By Warren Duffie Jr
A dynamic era in naval oceanography recently ended as the iconic Floating Instrument Platform — popularly known as FLIP — was officially retired from service.
Built in 1962 with funding from the Office of Naval Research (ONR), FLIP helped generations of scientists and oceanographers better understand the mysteries of the sea, including internal waves, air-sea interaction and long-range sound propagation. Sadly, age and exorbitant life-extension costs resulted in the platform being disestablished.
On Aug. 3, a solemn gathering of well-wishers watched as FLIP was towed, at sunset, to a dismantling and recycling facility. Last month, a formal good-bye ceremony was hosted by the Marine Physical Laboratory at the University of California, San Diego (UCSD).
Still, FLIP — which was owned by the U.S. Navy and managed by Scripps Institution of Oceanography at UCSD — boasts a proud legacy and represents a golden age of oceanography that saw a renewed focus on ocean exploration, the creation of new fields of study, and greater public appreciation of the scientific and strategic importance of the ocean.

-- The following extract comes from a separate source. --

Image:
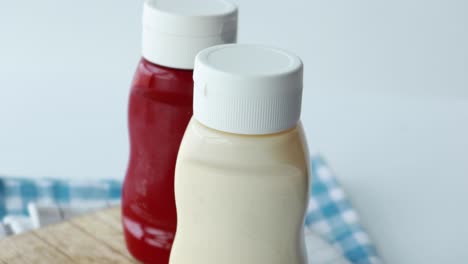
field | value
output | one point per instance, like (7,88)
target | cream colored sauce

“Over its career, FLIP was a key mission enabler for ONR’s basic and applied programs in meteorology, oceanography and ocean acoustics,” said Dr. Thomas Drake, head of ONR’s Ocean Battlespace Sensing Department.
“Whether investigating air-sea interaction, ocean mixing, boundary layer dynamics or acoustic thermometry, FLIP’s unique properties and capabilities enabled the collection of exquisite datasets that served as the gold standard for numerous process studies and extensive model development, ultimately increasing our understanding of the maritime environment.”
Shaped like a spar buoy, the 355-foot FLIP resembled a giant baseball bat. When horizontal, FLIP was towed out to sea where on-board hydraulics and ballast tanks “flipped” the platform (in about 30 minutes) to the vertical — producing a stable, mobile at-sea experimental laboratory, capable of riding out swells while providing sensor data 300 feet into the water column.
FLIP could carry a research team of 11 people and a crew of five, and sustain research operations for up to 30 days without resupply. Also, everything mounted on the platform turned 90 degrees when it “flipped” at sea. All fixtures — from generators to toilets — turned at right angles, and there were separate passageways, doors and platforms for every major space inside and outside.
Because FLIP had no propulsion system of its own, it had to be towed by ship to a location. This quiet design made FLIP perfect for recording ocean acoustics and sounds as well as observing tidal forces, internal waves and small-scale turbulence. Such data gathering fostered greater knowledge of ocean currents and acoustics, air-sea interactions and marine mammal sounds.
In addition, FLIP was crucial to groundbreaking naval basic and applied research, much of which was sponsored by ONR. This includes oceanography, meteorology, ocean acoustics and the development of hydrophones (underwater microphones) — as well as how the upper part of the ocean interacts with the lower part of the atmosphere and how that interface affects things like sonar.
Another aspect of FLIP’s design that enabled it to be relevant for six decades was its lack of built-in sensors that could become obsolete. This allowed generations of researchers and scientists to install cutting-edge equipment and technology for testing.
Retired Scripps physical oceanographer Dr. Rob Pinkel logged many hours on FLIP cruises, starting in 1969 as a graduate student.
“In total, I spent about three years at sea aboard FLIP over the course of my career,” he said. “I enjoyed working with the crew and my research group to achieve something special. When all of the instruments were performing properly and the data were coming in, it was like operating a very rich gold mine.”
Naval Postgraduate School Professor Dr. Qing Wang led an ONR-sponsored research cruise aboard FLIP in 2017 to study air-sea interaction: “FLIP was such an impressive research platform that enabled us to do very detailed, thorough work. It truly was a game-changer in terms of naval scientific research and will be missed.”
Rob Sparrock, a program officer in ONR’s Oceanographic Research Facilities division, said, “Losing FLIP is unfortunate, but the loss will be mitigated by new unmanned assets and networks of smaller buoys being developed. FLIP’s legacy also lives on in current research platforms such as the French Polar POD, whose design is inspired by FLIP.”
Though retired, FLIP will live on at Scripps. One of its booms (crane-like arms for suspending instruments) will be installed on the Scripps research pier in La Jolla and used to deploy instruments. Also, artifacts from the platform will be displayed in a permanent exhibit at Scripps’ Birch Aquarium.